Evelyn G. Aleman, LAUSD parent and student advocate, and founder of Our Voice: Communities for Quality Education

“… it’s of vital importance Superintendent Carvalho prioritize the inclusion of the parent and student voice… particularly the voices of Latino immigrant parents who too often feel ignored by the district, even though Latino children comprise 74% of the student population… We ask the superintendent to prioritize the creation of a plan with input from our families, that addresses how schools will respond to future COVID surges and offers improved… online learning…we ask he prioritize access to free readily available mental health resources… prioritize the reclassification of English Language Learners…provide immediate assistance for high school students who… must now transition to either higher education or vocational pathway. Schools cannot continue to offer resources for higher education in the same way they did before the pandemic… Even then, these weren’t enough. We ask for additional college counselors and individualized help… we need a superintendent who will build trust with the Latino community, understand the challenges we face, our values, as well as the dreams we have for our children – and help us make these a reality. This can only happen with true, transparent engagement, communication and collaboration with our families.”
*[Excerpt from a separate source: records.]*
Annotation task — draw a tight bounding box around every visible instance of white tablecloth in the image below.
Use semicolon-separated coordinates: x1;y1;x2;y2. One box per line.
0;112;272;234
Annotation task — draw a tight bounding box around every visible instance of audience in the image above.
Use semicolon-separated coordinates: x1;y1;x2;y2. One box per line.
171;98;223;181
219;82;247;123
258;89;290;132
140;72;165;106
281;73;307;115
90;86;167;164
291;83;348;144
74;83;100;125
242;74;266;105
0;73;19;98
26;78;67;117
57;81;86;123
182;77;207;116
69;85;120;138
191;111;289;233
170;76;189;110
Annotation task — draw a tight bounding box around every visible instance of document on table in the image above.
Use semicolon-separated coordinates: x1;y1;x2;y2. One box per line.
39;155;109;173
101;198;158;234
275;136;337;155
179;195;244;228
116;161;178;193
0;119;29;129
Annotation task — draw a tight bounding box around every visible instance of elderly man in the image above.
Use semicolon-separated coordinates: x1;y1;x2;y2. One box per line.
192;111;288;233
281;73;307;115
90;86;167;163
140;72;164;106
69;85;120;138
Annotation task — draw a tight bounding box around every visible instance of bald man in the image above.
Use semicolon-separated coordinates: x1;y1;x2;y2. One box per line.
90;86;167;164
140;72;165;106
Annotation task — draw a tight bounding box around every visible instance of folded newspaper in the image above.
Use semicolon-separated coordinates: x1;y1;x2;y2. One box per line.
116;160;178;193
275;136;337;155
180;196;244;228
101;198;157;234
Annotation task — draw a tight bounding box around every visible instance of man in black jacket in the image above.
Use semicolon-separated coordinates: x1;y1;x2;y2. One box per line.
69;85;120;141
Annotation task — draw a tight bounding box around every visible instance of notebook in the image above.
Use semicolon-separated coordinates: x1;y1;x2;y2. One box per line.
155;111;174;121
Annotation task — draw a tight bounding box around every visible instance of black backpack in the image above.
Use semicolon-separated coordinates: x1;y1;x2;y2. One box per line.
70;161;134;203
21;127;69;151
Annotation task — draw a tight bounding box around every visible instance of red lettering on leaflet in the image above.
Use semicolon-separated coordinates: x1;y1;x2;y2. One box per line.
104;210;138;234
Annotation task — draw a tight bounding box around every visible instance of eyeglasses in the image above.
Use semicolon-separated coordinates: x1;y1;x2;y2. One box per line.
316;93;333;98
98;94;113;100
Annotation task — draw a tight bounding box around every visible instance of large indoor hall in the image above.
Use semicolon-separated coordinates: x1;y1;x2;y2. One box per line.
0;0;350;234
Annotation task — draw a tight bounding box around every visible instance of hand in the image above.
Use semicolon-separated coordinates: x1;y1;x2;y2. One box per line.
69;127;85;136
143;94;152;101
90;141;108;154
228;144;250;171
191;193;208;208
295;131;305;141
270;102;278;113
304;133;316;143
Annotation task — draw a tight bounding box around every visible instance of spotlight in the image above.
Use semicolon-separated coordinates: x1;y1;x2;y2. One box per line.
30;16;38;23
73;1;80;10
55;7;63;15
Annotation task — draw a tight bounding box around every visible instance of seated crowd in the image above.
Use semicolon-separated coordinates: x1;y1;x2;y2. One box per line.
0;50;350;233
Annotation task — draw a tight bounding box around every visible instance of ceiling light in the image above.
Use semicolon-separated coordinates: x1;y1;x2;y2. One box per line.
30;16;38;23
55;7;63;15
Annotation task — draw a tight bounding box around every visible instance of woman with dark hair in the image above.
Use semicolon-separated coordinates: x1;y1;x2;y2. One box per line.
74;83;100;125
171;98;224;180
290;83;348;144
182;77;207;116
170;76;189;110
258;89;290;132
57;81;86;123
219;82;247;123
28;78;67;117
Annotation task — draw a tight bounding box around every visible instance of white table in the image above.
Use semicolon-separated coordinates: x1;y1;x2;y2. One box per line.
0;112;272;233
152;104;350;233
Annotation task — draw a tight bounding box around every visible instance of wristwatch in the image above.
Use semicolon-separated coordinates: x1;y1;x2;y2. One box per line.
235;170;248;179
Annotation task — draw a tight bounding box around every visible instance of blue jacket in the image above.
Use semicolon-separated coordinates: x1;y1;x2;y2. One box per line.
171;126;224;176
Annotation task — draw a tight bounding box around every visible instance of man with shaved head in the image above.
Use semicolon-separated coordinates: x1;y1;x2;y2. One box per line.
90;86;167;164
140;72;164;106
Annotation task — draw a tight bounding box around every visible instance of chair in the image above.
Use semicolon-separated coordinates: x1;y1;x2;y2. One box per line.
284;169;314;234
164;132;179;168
Ana Ponce, Executive Director of Great Public Schools Now

“First, [he should] do a mental health assessment of students to determine where the highest needs are… There may be communities that are in much greater need of mental health support and counselors…, and those communities should be prioritized…(Ponce also recommended Carvalho build relationships with the Los Angeles community through)…an authentic listening tour, listening to the diverse communities that make up LAUSD… … You can set up opportunities for family and community leaders to share their thoughts… Their voices inform the priorities and strategies that he will be implementing.”

Ryan Smith, Chief External Officer, Partnership for Los Angeles Schools and Co-Chair of California’s Closing the Achievement Gap Initiative

Smith hopes Carvalho becomes an “equity champion,” particularly for English learners, Black students, and Latinx students, who, he said, tend to be overlooked: 

I would hope the superintendent will focus on the most in need schools… (and) our students who are historically marginalized within them… I would hope he is a leader firmly dedicated to ensuring all of our students find joy and love and hope in the district…[which] is at an inflection point. Not only are our students and families reeling from the ongoing pandemic, but also from… what’s happened regarding the deaths of unarmed folks at the hands of the police. They’re dealing with food insecurity and housing challenges, as well as a range of social-emotional issues. So we have to think more holistically about how we support the whole child.”

Angelica Solis-Montero, Executive Director of Los Angeles Coalition for Excellent Public Schools

With the relationship between charter and district schools contentious, Solis-Montero believes Carvalho is “uniquely positioned to be a harbinger of change.”

“We’d like the superintendent to prioritize collaboration with our school leaders so that together we may support student learning and uplift bright spots in the LAUSD and charter schools; share best practices; and improve the academic experience for children and their families. We’re enthusiastic about partnering with the superintendent to create student-centered policies that accelerate student learning and promote student health and wellness.”

Destiny Torres is a graduate student at the USC Annenberg School for Communication and Journalism pursuing a master of science degree in journalism. She earned her bachelor’s degree at CSU Dominguez Hills. She is passionate about culture and social justice issues.